PwC’s Connected and Autonomous Supply Chain Ecosystems 2025

2020

Customer behaviors and expectations are changing dramatically, challenging the established supply chain and operations setups of leading industrial companies. These changes are taking place against the backdrop of the Fourth Industrial Revolution, with digital technologies impacting every aspect of how companies run their businesses — from creating digitally connected products and services to automating data-driven supply chains.
To succeed in this quickly evolving and increasingly digital marketplace, companies need to transform their supply chains. Supply chains are becoming more integrated with multiple value chain partners.

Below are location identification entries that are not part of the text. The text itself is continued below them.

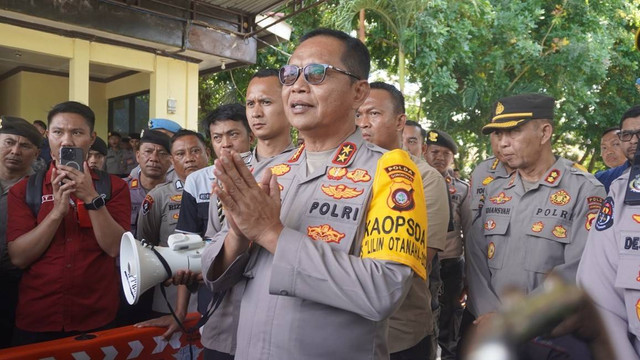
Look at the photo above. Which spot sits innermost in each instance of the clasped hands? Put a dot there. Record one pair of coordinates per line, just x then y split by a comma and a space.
252, 208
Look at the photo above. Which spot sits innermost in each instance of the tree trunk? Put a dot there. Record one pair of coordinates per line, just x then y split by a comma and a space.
401, 68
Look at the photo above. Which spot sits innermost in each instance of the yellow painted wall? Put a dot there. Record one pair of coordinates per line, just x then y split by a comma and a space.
10, 95
164, 77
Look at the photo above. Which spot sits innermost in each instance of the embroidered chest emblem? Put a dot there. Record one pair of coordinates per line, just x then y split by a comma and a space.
281, 169
345, 154
490, 224
341, 191
335, 173
560, 198
359, 175
559, 231
297, 154
537, 226
325, 233
501, 198
553, 176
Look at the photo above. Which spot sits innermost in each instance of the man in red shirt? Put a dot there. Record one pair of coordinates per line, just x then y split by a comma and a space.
67, 251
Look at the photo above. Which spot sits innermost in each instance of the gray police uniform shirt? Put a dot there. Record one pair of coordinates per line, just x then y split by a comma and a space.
413, 320
529, 234
298, 303
482, 175
137, 193
158, 218
219, 332
458, 193
610, 268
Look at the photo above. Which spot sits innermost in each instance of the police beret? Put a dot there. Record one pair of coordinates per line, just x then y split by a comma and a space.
513, 111
156, 137
166, 124
441, 138
99, 146
21, 127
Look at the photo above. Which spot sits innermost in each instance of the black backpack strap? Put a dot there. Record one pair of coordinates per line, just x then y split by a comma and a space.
33, 196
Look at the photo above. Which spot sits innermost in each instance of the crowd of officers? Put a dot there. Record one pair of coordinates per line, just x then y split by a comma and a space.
360, 242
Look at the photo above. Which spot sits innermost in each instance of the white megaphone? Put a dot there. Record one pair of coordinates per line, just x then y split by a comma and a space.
143, 266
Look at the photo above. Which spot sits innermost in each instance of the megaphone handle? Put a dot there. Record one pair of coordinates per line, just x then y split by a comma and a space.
167, 268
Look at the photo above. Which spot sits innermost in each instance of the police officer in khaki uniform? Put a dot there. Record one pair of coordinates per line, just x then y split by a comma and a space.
537, 220
441, 149
610, 267
341, 226
382, 121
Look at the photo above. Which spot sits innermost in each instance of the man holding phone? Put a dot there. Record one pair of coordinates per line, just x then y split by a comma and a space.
68, 248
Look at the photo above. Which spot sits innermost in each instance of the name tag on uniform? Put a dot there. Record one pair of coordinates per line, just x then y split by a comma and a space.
629, 243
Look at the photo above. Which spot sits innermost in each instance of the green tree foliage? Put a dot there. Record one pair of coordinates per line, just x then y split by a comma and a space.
465, 54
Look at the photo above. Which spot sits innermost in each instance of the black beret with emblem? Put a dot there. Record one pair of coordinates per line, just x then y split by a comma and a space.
513, 111
441, 138
21, 127
156, 137
100, 146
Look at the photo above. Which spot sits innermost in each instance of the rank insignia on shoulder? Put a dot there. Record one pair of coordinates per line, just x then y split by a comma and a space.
146, 204
491, 250
501, 198
495, 164
605, 216
359, 175
560, 198
341, 191
559, 231
590, 218
325, 233
552, 176
281, 169
335, 173
634, 185
537, 226
297, 154
347, 150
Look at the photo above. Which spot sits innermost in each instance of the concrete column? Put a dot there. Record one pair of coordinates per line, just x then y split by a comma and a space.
79, 71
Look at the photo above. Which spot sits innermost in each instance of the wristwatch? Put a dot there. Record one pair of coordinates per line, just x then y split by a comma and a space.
96, 203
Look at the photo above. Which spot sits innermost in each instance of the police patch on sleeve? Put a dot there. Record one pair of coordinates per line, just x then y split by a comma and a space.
605, 216
396, 224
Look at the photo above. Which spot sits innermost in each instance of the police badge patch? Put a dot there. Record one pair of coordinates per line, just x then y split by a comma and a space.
605, 217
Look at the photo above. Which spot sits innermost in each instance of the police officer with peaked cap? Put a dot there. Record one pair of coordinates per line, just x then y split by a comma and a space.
537, 220
610, 266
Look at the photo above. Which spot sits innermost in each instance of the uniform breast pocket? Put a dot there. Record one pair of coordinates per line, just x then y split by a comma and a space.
628, 279
546, 239
495, 231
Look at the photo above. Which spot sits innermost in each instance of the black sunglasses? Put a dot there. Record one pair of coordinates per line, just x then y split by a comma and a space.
627, 135
314, 74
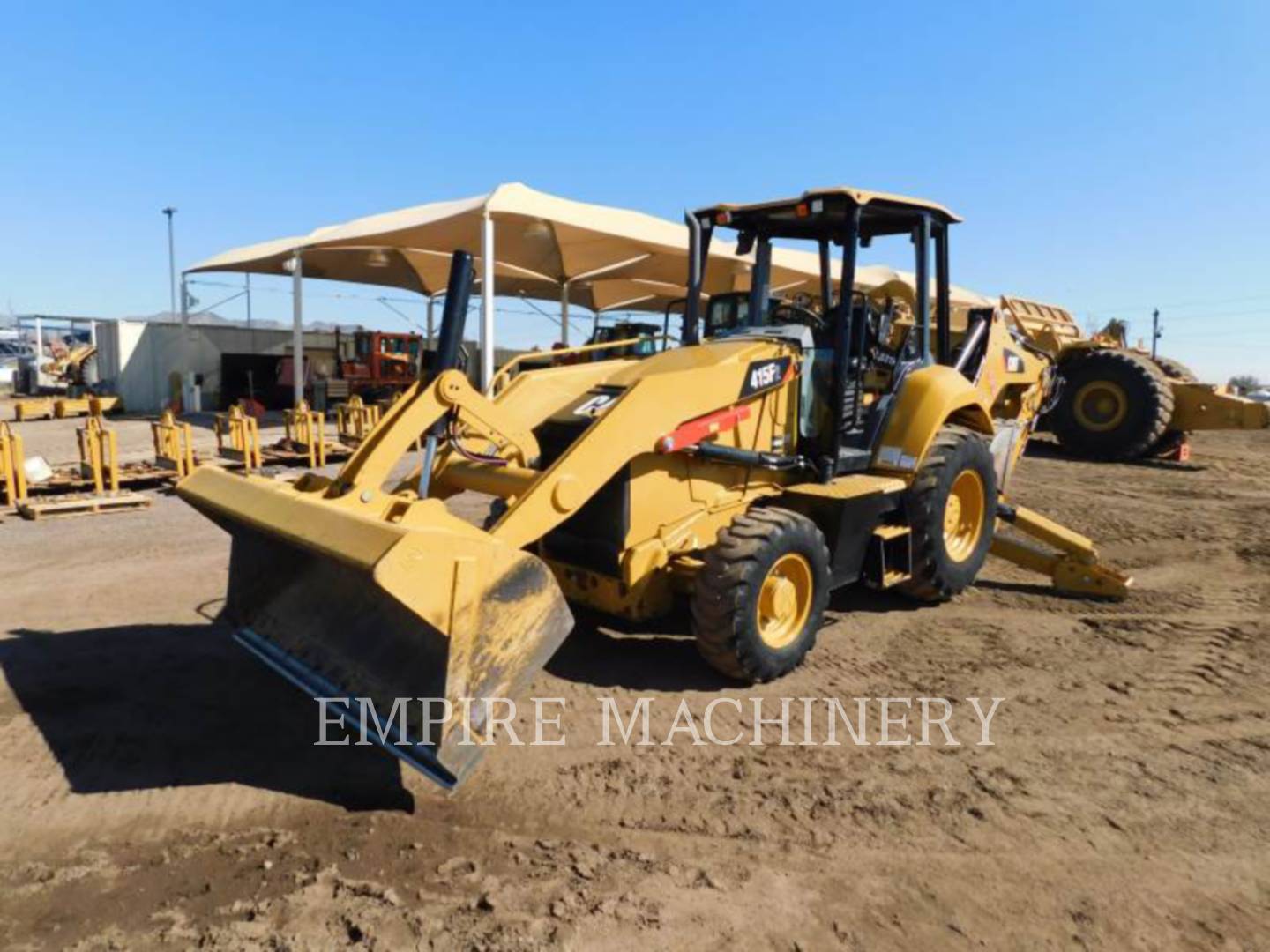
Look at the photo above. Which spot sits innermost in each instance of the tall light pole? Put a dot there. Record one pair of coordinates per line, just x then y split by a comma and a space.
172, 262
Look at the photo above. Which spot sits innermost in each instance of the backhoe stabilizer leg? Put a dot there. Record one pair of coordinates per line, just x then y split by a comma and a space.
1073, 569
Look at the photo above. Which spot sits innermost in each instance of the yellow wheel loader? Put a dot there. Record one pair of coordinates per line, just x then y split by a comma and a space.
1117, 403
748, 473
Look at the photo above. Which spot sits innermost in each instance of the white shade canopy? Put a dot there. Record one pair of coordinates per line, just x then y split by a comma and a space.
533, 244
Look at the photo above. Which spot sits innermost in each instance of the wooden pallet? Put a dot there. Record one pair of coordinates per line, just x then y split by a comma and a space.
81, 504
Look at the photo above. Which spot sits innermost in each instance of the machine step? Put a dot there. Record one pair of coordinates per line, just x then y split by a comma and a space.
891, 556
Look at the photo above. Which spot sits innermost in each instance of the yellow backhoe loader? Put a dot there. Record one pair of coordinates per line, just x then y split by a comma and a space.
1119, 403
750, 473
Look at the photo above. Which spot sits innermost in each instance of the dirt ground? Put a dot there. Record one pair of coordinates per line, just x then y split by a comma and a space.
158, 787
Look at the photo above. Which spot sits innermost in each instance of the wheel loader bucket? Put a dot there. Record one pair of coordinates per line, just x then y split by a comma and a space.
421, 612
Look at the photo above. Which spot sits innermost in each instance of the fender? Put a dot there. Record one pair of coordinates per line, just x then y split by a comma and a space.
929, 398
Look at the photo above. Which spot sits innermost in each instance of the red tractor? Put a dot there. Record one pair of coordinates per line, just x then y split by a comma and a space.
377, 362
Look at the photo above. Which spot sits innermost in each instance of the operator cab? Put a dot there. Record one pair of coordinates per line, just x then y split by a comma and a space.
855, 354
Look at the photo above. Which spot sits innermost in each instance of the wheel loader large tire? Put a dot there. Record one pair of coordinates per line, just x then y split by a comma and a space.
952, 510
1116, 405
758, 599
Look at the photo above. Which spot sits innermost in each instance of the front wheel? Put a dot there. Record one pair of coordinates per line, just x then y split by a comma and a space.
952, 510
759, 598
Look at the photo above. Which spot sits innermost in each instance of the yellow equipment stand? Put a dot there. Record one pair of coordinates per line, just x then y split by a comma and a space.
175, 444
98, 469
306, 433
13, 475
355, 420
238, 438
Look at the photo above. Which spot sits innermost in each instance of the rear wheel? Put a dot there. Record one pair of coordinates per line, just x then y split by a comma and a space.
758, 599
952, 510
1116, 405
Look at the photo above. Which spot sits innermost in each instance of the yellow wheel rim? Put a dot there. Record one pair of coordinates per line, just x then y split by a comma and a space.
784, 600
963, 516
1100, 405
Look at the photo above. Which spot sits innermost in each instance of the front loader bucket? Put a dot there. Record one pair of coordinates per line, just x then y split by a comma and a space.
352, 606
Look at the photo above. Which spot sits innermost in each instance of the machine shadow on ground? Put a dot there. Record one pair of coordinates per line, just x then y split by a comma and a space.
150, 706
661, 655
1050, 450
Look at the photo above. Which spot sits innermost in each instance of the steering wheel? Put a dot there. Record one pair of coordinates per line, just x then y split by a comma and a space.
787, 312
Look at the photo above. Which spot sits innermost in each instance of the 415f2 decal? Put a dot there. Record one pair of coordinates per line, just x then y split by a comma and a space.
765, 375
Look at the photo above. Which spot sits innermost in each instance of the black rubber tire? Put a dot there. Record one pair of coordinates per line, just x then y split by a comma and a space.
725, 593
1175, 369
937, 576
1149, 405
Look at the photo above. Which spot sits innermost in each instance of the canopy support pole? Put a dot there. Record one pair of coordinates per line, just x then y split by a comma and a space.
487, 301
432, 325
297, 331
187, 365
564, 312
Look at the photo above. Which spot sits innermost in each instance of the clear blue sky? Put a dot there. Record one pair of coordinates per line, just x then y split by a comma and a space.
1105, 156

They’re becoming not just automated but autonomous — able to act with limited human intervention — and ultimately self-orchestrating. For many companies, improving the supply chain is a vital part of their efforts to become more customer-centric and quickly respond and adapt to changing demands and requirements while maintaining cost efficiencies. Next-level supply chains are also helping to increase product quality by supporting moves to expand portfolios of products and services, and even introduce entirely new business areas.

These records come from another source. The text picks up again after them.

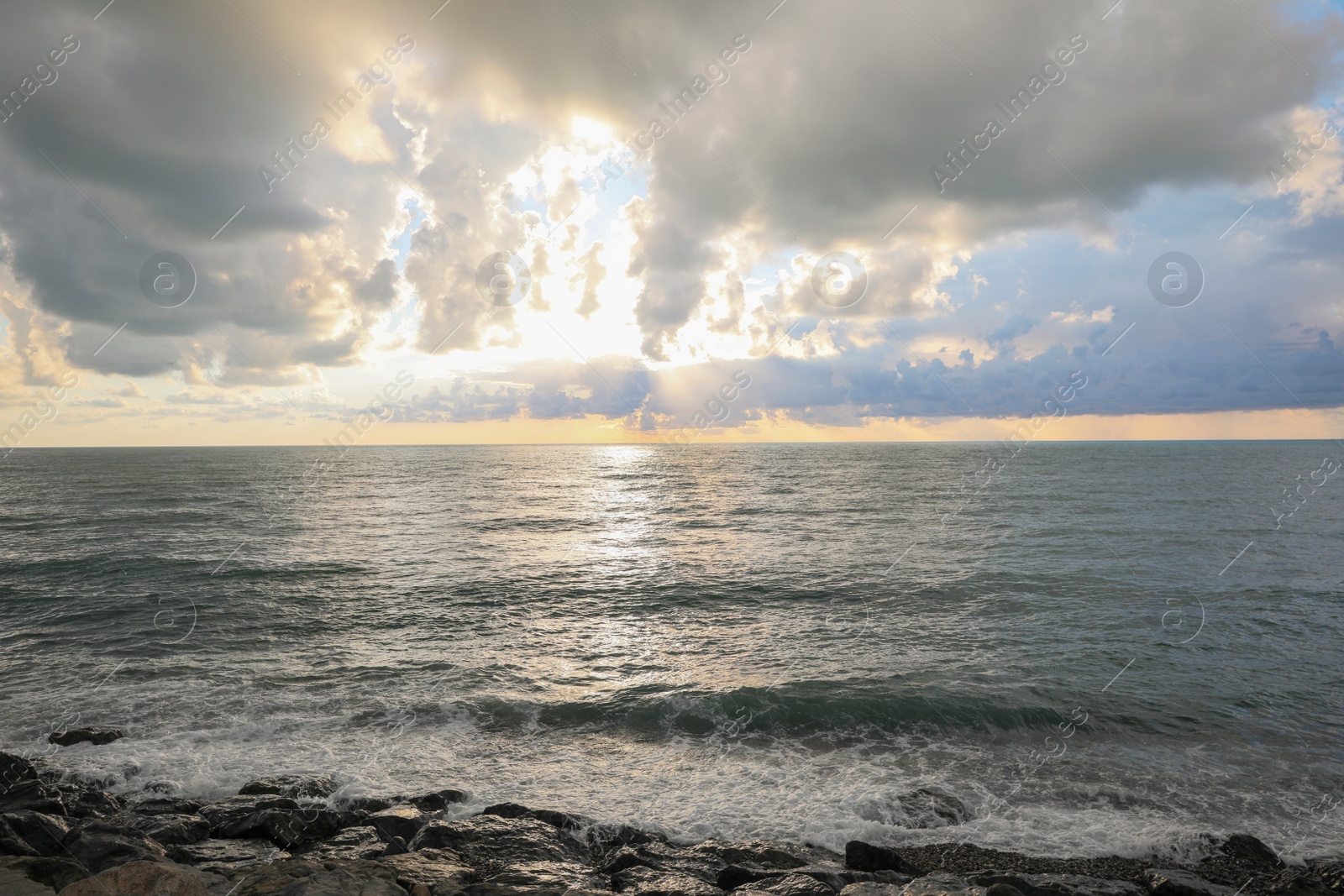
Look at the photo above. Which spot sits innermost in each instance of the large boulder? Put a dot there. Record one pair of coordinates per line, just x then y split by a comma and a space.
98, 846
862, 856
226, 856
42, 832
97, 736
144, 879
320, 878
440, 871
508, 841
293, 786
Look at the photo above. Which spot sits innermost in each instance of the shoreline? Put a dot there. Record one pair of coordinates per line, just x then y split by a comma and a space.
58, 833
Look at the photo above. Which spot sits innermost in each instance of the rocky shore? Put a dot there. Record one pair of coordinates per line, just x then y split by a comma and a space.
291, 836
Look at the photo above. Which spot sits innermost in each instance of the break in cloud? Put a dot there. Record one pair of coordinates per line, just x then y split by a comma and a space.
335, 242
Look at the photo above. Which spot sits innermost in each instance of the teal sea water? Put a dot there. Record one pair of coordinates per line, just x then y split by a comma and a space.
1095, 647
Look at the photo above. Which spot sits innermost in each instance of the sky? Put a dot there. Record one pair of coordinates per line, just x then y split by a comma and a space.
564, 221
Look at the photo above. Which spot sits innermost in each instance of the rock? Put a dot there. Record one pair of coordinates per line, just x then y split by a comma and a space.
98, 846
55, 873
538, 879
366, 805
44, 833
440, 871
400, 821
437, 801
790, 884
1249, 851
31, 794
280, 819
141, 879
234, 815
226, 856
360, 842
938, 884
171, 829
1166, 882
871, 889
13, 883
927, 809
320, 878
15, 768
1055, 884
698, 862
642, 880
167, 806
759, 852
11, 844
97, 736
87, 802
862, 856
501, 840
292, 786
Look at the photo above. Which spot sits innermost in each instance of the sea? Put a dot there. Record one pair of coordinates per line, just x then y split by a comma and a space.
1059, 649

To take a closer look at how digital champions are transforming linear supply chains into connected and autonomous supply chain ecosystems, ThoughtLab supported PwC by surveying more than 1,600 supply chain executives and decision-makers in 33 countries across the Americas, EMEA, and Asia Pacific. We asked about their key supply chain capabilities, supporting technologies, organizational structures and challenges, as well as the benefits they are seeing from their investments into the supply chain now and their plans for the next five years.